Толковали ещё и о том, как можно разжечь костёр в дождь. И почему мелкие озёра севернее Пуркар называют турецким словом «Кырмоаже», что в переводе означает «корки», «огрызки хлеба». А вот лес на склоне холма южнее Олонешт именуют «Ымпэрэтяской», то есть (с молдавского) «Императорским». Говорят, его посадили здесь по распоряжению русского царя, чтобы потом построить на вершине холма резиденцию, но так почему-то и не построили.
Но в тот вечер путешественников увлекло другое открытие. Глядя на искры, улетающие от костра вверх, вдоль мощных стволов и веток, в медленное, но неумолчное кипение верхней листвы осокорей, стали они гадать, сколько этим деревьям лет. И, услышав от Бессонова, что скорее всего четыреста, а то и все пятьсот, примолкли. Пытались представить, сколько же человеческих жизней уместилось в то время, пока эти белоствольные тополя тянулись вверх и вширь, каждую осень сбрасывая отшумевшую листву и выпрастывая весной новую.

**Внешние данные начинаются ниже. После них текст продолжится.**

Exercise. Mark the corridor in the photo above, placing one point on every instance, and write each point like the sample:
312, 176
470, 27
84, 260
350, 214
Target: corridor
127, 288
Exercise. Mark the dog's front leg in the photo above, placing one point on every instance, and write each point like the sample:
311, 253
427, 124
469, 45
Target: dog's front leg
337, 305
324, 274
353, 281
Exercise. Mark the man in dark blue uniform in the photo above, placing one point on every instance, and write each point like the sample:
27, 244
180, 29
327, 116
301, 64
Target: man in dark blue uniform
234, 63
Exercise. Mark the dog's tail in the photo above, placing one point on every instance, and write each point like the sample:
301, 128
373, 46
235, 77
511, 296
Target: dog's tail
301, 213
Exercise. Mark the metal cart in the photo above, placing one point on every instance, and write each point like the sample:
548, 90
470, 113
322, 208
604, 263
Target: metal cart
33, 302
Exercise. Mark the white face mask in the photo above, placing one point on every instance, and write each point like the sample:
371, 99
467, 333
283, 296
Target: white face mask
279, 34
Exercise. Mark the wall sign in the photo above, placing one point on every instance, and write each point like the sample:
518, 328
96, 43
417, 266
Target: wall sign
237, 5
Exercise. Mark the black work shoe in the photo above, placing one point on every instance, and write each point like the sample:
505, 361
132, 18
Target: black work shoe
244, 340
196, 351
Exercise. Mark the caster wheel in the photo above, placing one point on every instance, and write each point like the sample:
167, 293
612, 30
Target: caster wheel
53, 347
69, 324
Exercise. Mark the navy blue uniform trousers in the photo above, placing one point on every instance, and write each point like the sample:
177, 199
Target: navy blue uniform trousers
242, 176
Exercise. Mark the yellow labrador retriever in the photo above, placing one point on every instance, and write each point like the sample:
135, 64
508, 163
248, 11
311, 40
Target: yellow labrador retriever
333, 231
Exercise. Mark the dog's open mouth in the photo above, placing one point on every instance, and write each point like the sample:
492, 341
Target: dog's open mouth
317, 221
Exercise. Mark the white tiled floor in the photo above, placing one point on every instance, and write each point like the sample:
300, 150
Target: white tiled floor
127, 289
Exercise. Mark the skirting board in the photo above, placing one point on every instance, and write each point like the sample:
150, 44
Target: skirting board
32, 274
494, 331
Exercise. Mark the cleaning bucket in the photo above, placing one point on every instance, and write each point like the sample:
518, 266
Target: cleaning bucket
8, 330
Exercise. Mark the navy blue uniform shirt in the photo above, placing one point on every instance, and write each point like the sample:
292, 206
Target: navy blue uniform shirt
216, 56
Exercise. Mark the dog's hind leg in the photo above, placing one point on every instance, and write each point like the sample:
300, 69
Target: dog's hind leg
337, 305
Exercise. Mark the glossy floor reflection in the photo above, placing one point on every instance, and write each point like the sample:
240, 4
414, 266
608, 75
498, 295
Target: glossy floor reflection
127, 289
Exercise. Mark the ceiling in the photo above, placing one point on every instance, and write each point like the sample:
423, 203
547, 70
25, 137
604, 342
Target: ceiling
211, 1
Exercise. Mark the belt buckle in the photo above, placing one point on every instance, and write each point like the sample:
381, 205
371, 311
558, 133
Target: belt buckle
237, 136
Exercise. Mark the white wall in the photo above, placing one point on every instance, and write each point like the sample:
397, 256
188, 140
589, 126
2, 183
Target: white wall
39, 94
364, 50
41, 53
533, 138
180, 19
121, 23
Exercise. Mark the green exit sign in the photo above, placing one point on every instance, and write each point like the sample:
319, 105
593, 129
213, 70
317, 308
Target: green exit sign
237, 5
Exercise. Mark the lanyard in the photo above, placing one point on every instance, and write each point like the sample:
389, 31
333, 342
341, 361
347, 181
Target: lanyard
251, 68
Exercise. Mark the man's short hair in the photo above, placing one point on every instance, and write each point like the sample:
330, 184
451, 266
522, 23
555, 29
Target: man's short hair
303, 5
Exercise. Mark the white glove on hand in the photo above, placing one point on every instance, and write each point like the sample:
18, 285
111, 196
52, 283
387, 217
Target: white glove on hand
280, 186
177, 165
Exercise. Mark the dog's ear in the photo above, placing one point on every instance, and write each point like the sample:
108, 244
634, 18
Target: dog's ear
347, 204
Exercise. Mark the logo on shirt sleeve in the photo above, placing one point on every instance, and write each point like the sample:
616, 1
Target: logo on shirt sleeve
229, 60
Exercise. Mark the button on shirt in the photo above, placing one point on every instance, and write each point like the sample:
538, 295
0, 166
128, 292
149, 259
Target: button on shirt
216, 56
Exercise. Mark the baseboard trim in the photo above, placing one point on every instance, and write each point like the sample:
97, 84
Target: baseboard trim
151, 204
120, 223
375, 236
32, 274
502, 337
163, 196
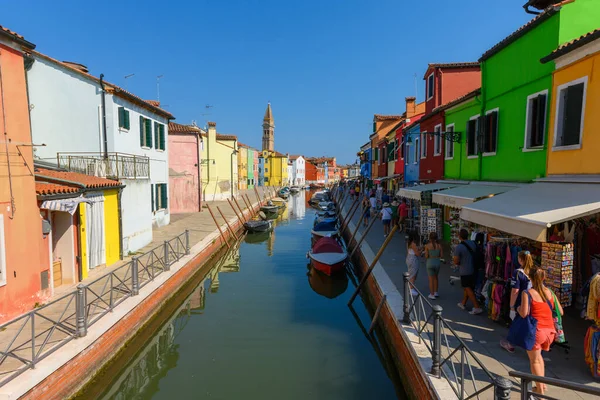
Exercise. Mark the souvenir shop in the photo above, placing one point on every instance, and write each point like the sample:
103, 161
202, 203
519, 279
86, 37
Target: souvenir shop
559, 224
423, 215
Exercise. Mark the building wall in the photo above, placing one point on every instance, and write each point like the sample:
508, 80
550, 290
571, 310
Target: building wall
22, 256
459, 166
111, 226
184, 196
432, 166
585, 159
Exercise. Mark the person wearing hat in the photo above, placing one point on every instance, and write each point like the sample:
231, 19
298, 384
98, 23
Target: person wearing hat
386, 218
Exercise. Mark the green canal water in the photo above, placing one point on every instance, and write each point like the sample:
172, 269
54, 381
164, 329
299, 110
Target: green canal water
261, 325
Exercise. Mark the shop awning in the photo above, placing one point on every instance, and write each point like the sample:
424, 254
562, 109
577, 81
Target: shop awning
64, 205
530, 210
467, 194
414, 192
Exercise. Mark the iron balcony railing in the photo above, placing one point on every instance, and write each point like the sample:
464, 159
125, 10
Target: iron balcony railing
116, 165
30, 338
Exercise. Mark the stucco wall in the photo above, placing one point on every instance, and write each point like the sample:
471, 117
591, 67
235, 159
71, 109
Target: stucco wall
585, 159
183, 173
23, 258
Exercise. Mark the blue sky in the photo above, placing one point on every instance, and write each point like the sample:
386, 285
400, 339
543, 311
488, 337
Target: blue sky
326, 66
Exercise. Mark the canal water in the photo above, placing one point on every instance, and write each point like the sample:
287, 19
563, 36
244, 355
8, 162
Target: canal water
261, 325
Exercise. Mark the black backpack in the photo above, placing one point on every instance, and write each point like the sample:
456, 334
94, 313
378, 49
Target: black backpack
477, 256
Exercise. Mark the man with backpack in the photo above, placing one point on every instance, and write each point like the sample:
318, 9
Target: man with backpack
465, 258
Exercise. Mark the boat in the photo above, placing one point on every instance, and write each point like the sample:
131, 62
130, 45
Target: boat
324, 229
325, 285
258, 226
328, 256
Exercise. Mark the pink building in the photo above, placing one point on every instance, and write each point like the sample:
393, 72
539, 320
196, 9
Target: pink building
184, 168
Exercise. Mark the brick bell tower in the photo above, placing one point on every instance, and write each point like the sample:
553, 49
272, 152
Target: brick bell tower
268, 130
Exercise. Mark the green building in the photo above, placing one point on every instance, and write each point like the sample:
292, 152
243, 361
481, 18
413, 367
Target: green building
504, 126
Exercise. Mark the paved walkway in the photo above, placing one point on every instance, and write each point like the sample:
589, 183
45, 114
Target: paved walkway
481, 334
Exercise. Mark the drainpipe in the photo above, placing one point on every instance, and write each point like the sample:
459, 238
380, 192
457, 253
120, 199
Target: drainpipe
103, 96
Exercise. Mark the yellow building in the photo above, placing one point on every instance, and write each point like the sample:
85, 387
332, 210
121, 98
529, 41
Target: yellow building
276, 168
573, 140
219, 164
242, 166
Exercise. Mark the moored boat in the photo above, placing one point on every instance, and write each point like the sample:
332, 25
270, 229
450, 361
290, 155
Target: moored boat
328, 256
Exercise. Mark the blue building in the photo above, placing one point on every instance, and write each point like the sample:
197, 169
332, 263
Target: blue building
261, 171
412, 155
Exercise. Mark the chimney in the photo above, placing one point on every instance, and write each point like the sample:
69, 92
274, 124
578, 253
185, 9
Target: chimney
212, 132
411, 106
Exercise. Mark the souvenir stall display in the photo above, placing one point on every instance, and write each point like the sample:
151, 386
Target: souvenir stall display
557, 260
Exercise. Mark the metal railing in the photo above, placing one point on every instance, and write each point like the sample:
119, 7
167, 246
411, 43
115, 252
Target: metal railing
116, 165
451, 357
28, 339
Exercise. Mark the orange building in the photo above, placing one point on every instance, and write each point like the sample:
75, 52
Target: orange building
24, 277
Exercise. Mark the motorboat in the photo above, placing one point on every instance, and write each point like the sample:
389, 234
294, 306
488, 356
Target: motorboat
258, 226
328, 256
323, 229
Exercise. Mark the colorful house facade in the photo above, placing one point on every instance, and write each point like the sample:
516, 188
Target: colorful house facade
573, 142
185, 186
24, 277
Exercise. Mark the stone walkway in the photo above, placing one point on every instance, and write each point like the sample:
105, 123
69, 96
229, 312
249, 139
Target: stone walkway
481, 334
15, 338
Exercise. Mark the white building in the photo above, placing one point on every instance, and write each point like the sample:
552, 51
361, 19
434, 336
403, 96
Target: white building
298, 175
67, 114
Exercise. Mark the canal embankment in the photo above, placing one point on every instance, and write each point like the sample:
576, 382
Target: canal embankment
478, 333
62, 372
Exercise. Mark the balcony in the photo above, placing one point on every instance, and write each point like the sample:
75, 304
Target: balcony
117, 166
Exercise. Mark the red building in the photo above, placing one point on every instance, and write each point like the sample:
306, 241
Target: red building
443, 83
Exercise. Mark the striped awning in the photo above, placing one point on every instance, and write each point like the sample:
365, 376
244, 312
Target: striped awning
64, 205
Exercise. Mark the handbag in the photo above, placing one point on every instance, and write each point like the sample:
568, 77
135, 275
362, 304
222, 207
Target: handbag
522, 330
560, 333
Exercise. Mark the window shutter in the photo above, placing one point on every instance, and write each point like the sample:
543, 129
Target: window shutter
142, 133
148, 132
541, 120
121, 117
126, 117
162, 137
152, 197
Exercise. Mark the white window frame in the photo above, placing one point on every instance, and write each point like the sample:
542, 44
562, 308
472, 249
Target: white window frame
2, 253
449, 144
432, 86
476, 155
558, 113
529, 98
437, 141
493, 153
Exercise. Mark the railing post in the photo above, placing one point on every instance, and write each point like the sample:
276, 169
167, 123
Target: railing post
406, 317
187, 241
437, 341
502, 388
135, 278
166, 255
80, 305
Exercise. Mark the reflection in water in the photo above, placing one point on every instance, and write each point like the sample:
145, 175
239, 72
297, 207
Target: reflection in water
327, 286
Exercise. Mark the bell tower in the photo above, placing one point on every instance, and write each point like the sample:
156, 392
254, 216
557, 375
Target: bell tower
268, 130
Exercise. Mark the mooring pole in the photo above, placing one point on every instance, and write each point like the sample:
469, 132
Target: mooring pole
388, 239
235, 212
218, 226
363, 236
227, 223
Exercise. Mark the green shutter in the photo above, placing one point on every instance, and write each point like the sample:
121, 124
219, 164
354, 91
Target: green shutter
141, 131
148, 132
162, 137
163, 196
152, 196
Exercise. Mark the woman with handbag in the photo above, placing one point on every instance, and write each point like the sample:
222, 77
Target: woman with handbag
535, 312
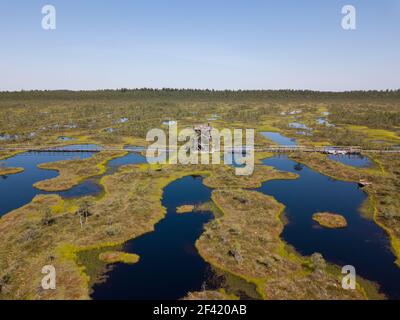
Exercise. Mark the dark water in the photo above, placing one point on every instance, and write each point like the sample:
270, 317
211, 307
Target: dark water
279, 139
354, 160
16, 190
169, 265
91, 187
362, 244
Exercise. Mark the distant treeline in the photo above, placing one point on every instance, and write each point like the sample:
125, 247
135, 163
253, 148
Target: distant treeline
197, 94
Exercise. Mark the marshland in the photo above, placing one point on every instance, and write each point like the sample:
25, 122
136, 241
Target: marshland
110, 224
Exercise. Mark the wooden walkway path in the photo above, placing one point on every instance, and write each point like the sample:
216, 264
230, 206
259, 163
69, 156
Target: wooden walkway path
273, 149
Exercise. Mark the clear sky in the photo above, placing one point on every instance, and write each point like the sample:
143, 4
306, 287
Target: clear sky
220, 44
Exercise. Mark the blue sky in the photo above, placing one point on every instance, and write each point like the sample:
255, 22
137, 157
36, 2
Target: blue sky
200, 44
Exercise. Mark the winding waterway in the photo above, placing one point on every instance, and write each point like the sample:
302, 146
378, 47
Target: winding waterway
170, 266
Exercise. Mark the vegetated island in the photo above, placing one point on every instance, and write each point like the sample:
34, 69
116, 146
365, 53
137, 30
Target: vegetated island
118, 256
330, 220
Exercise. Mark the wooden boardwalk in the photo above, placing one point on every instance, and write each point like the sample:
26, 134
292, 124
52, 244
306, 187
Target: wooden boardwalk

Кто-то вот так же, наверное, сидел под ними у костра. Разговаривал. На каком языке? О чём? А времена шли. Прилетали и улетали птицы. Менял свои русла Днестр, образуя озёра-старицы. Менялся язык, звучащий на бессарабской земле, но какие-то слова оставались. Укоренялись на века, как вот эти деревья-долгожители.
Зябко становилось от таких мыслей – холодок вечности прикасался к ним.